The first time flying again was a bit rougher than I expected, but this place is a lot closer.

That’s like five minutes from here, easy flight.

It’s just late enough in the evening that the sky is darkening, and I’m not too worried about being spotted.

The salted asphalt crunches uncomfortably under my slides when I land in the alleyway behind the bistro and start tucking my wings under my sweatshirt.

I spot the Channel 6 News van first, parked a little way down the street.

The back doors are open, the camera guy carefully wrapping up his wires and equipment.

I look around and wonder if she’s not here, if I missed her, or what if in the last ten minutes I just actually forgot what she looks like? Oh, this is uncharted territories of anxiety.

It feels awful, like a shitty first-time meet up between dating app matches. But it’s not, it’s Lacey; I fucking love this girl, and I don’t know what to do now that it feels like we’re suddenly strangers again. It’s only been a week, and . . . one massive fight. I’m grinding my fucking teeth, man.

A moment later there’s the sound of high heels on wet pavement pitter-pattering after me. The cadence of her walk is carved into my mind. My pulse jumps, my heart hammering in my throat.

“Ellis!”

Mm, actually, never mind. I can’t see her. Not like this. Not after our fight. I hastily scale whatever architecture is within reach in a half-assed attempt to hide from her, but she rounds the corner and finds me.
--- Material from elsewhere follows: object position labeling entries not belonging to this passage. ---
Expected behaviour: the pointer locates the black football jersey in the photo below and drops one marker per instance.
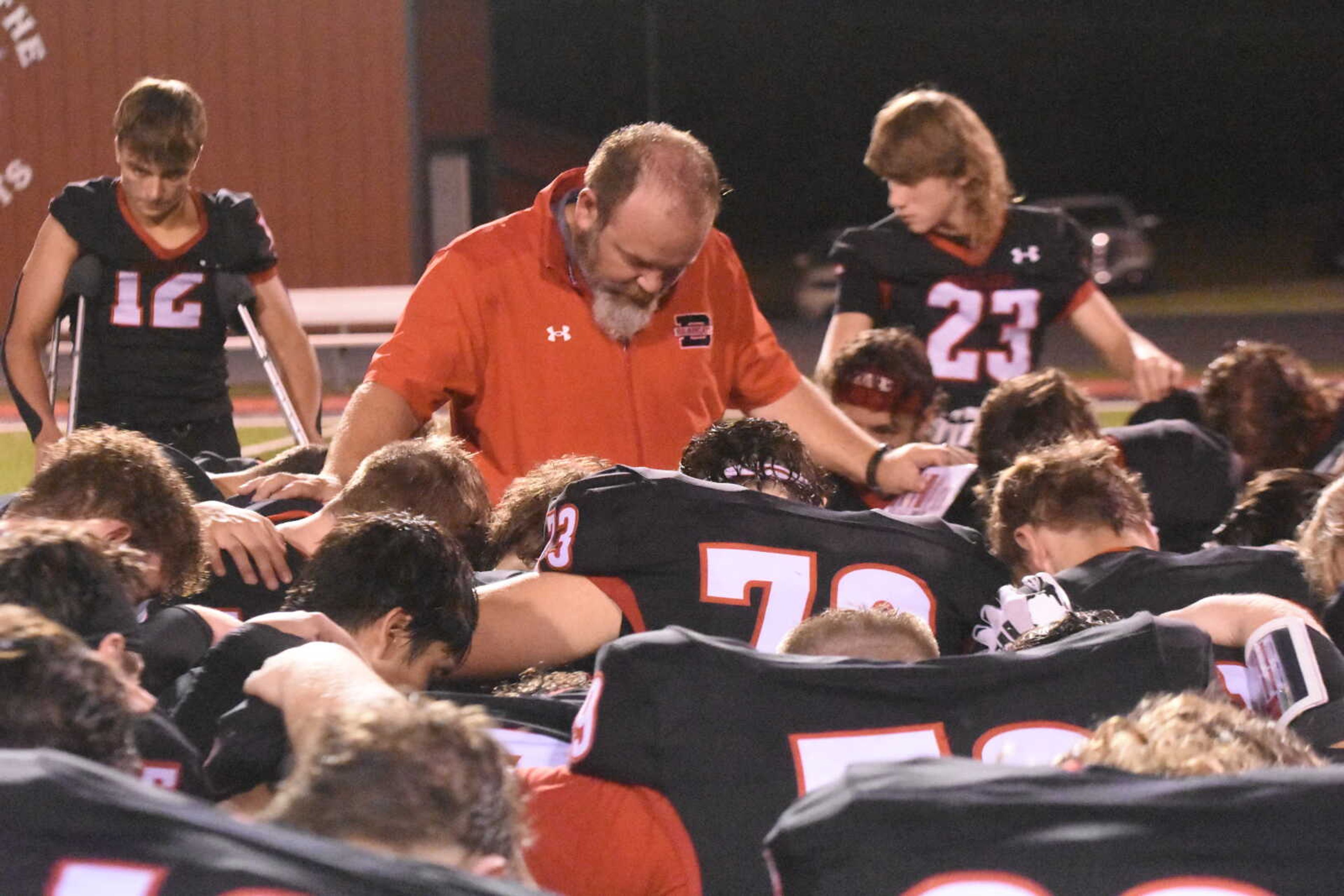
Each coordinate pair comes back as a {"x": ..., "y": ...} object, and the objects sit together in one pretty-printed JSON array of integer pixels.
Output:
[
  {"x": 1158, "y": 581},
  {"x": 953, "y": 828},
  {"x": 72, "y": 828},
  {"x": 155, "y": 334},
  {"x": 732, "y": 737},
  {"x": 982, "y": 315},
  {"x": 1190, "y": 473},
  {"x": 730, "y": 562}
]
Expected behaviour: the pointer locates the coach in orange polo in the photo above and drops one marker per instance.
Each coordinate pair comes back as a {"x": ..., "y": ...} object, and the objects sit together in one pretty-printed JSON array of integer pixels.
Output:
[{"x": 608, "y": 319}]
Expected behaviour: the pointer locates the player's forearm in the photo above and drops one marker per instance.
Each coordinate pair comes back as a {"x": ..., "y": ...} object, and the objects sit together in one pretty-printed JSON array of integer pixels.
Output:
[
  {"x": 374, "y": 417},
  {"x": 843, "y": 327},
  {"x": 29, "y": 382},
  {"x": 835, "y": 441},
  {"x": 303, "y": 381}
]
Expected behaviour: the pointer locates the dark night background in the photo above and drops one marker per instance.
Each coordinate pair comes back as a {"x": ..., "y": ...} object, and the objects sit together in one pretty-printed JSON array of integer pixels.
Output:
[{"x": 1224, "y": 115}]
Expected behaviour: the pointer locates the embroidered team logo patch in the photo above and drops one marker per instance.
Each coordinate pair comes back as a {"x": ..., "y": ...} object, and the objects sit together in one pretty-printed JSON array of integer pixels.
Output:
[{"x": 695, "y": 331}]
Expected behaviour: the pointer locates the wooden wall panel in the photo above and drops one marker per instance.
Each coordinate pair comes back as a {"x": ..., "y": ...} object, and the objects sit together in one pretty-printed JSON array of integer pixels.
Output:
[
  {"x": 454, "y": 57},
  {"x": 308, "y": 104}
]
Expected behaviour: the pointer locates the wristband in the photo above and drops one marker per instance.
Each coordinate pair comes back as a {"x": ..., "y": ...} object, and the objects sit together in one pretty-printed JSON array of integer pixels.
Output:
[{"x": 870, "y": 476}]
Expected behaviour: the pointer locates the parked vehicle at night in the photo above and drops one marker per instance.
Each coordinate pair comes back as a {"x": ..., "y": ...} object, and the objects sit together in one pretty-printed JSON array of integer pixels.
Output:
[{"x": 1121, "y": 252}]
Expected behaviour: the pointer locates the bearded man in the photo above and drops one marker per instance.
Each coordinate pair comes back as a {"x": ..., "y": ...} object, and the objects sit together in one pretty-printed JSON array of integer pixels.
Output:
[{"x": 608, "y": 319}]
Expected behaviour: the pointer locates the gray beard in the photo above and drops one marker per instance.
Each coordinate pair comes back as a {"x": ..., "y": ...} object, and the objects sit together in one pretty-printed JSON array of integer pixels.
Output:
[{"x": 619, "y": 316}]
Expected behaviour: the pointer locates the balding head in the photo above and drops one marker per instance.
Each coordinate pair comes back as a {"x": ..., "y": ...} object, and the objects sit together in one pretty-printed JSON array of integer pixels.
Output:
[{"x": 655, "y": 156}]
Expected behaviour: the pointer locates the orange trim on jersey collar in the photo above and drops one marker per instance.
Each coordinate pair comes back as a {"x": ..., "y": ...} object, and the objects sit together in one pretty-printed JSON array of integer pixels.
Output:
[
  {"x": 553, "y": 245},
  {"x": 155, "y": 246},
  {"x": 1083, "y": 296},
  {"x": 623, "y": 595}
]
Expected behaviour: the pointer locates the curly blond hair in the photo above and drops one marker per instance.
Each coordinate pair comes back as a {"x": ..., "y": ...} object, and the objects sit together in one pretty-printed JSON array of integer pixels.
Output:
[
  {"x": 1320, "y": 542},
  {"x": 1175, "y": 735}
]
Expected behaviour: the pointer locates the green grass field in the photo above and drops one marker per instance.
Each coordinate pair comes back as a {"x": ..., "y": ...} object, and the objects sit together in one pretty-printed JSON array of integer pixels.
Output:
[{"x": 17, "y": 453}]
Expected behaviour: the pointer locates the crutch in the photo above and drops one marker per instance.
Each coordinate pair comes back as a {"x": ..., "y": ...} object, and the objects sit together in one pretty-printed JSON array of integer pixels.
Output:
[
  {"x": 84, "y": 280},
  {"x": 236, "y": 297}
]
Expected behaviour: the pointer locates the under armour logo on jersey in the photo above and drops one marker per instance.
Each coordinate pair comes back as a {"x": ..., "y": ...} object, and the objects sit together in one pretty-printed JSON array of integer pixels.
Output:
[{"x": 694, "y": 331}]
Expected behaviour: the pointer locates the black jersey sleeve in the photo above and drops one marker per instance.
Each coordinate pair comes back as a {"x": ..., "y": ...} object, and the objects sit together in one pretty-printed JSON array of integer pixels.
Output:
[
  {"x": 88, "y": 211},
  {"x": 248, "y": 246},
  {"x": 961, "y": 828},
  {"x": 616, "y": 734}
]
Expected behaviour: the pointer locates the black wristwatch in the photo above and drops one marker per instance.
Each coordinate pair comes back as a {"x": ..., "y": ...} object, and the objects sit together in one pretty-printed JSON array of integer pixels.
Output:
[{"x": 870, "y": 476}]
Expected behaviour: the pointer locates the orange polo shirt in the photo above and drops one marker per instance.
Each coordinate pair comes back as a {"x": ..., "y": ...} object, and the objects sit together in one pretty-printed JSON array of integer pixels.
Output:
[
  {"x": 499, "y": 327},
  {"x": 595, "y": 837}
]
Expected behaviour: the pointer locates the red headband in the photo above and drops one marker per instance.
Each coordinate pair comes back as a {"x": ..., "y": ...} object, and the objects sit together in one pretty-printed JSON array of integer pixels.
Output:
[{"x": 870, "y": 387}]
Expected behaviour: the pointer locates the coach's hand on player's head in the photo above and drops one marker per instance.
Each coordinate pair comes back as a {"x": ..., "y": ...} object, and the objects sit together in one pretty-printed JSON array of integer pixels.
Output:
[
  {"x": 1156, "y": 373},
  {"x": 310, "y": 682},
  {"x": 307, "y": 625},
  {"x": 251, "y": 539},
  {"x": 319, "y": 487},
  {"x": 899, "y": 468}
]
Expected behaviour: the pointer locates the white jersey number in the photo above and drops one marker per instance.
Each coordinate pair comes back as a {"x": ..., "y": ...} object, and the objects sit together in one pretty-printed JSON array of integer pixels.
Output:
[
  {"x": 788, "y": 585},
  {"x": 951, "y": 362}
]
“Ellis!” she calls out again, and I freeze mid-climb up the brickwork. The wind tears at her hair, her eyes wide and worried when they lock with mine.

Lacey.

I drop a few feet back to the ground, rake some fingers through my hair, shove my hands in my pockets trying to casually pretend like I wasn’t just escaping there. Not my most dignified moment.
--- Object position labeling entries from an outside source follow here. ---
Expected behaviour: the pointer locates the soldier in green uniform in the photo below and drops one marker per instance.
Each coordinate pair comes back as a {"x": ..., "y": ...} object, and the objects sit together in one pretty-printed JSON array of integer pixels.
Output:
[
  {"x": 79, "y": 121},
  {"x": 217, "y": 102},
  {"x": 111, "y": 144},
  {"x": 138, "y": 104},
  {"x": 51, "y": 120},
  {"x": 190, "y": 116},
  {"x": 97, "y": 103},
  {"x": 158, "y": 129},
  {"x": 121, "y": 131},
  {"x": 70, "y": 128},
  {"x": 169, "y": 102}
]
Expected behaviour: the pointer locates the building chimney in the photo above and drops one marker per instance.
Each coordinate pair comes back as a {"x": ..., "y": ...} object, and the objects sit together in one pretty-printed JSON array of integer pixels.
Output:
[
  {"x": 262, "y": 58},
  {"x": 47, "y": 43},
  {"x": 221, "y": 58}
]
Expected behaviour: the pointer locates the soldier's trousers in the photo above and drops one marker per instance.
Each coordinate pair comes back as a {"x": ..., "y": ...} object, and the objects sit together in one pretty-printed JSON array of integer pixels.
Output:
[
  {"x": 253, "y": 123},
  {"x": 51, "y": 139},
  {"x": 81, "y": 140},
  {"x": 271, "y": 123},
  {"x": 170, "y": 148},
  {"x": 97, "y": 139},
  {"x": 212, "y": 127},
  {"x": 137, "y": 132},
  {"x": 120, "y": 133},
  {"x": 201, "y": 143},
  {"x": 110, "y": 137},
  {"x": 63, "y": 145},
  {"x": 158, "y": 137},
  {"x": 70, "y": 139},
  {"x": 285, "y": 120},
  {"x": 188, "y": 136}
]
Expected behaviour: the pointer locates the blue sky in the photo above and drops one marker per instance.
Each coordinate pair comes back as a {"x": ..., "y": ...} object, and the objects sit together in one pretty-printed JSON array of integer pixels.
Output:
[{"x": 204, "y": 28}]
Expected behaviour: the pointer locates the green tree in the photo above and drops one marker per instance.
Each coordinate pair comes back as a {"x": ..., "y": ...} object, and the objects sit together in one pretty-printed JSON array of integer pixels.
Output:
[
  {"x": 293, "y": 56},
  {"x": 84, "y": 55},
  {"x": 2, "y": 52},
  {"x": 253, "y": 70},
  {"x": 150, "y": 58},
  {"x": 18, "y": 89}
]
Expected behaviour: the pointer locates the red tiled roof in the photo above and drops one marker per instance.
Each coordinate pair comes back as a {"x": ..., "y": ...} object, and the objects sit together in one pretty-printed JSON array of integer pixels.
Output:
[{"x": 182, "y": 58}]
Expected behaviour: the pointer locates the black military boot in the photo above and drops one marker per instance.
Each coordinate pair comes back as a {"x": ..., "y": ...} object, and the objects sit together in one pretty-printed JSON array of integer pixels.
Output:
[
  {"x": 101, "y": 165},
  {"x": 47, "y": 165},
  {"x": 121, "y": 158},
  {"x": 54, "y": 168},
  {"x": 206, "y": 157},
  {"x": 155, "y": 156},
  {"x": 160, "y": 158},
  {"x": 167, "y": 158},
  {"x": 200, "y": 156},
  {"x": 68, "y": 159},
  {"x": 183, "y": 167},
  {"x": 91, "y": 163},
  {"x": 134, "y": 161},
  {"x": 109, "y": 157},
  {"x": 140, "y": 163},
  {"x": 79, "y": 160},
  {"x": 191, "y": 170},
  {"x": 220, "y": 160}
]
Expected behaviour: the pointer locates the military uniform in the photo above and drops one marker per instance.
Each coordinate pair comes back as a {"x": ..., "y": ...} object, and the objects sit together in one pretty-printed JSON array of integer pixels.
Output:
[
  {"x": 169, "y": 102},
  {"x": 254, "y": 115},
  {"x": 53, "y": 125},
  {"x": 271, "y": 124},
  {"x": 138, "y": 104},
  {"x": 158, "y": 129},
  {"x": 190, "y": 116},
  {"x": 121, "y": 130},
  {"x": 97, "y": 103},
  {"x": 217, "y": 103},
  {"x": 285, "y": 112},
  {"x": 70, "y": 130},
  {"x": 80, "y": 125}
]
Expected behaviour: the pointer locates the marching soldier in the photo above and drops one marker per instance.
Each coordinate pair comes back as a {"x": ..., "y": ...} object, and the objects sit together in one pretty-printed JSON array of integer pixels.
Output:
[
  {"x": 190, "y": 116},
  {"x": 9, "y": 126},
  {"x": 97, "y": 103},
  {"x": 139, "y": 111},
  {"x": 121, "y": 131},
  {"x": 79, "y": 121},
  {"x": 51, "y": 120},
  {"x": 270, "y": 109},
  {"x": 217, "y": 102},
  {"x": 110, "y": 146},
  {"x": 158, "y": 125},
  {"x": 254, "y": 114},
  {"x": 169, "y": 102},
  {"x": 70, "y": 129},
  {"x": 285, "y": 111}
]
Silence hangs in the air between us while I panic for a moment over what to do with myself. I don’t actually have a plan. “Uh . . . hey, you.”

“Hey yourself. You’re here,” Lacey says softly, her whole face lighting up as she smiles at me.

“Yeah, uh, so are you.” I grimace at myself. I’d trade everything for a single brain cell, right now. “I, uh, breached containment.”

Lacey nods, glances over her shoulder. “So . . . do you want to sit down?”

She doesn’t really give me time to respond, leading me out of the alley. She doesn’t go far, just a few steps to the curb the bistro’s outdoor seating has encroached on.

It’s a damp, drizzly sort of weather out, but a number of rickety metal chairs and little tables litter the outside, with a few customers who are clearly itching to enjoy even the hint of false spring peeking out from under winter’s grasp.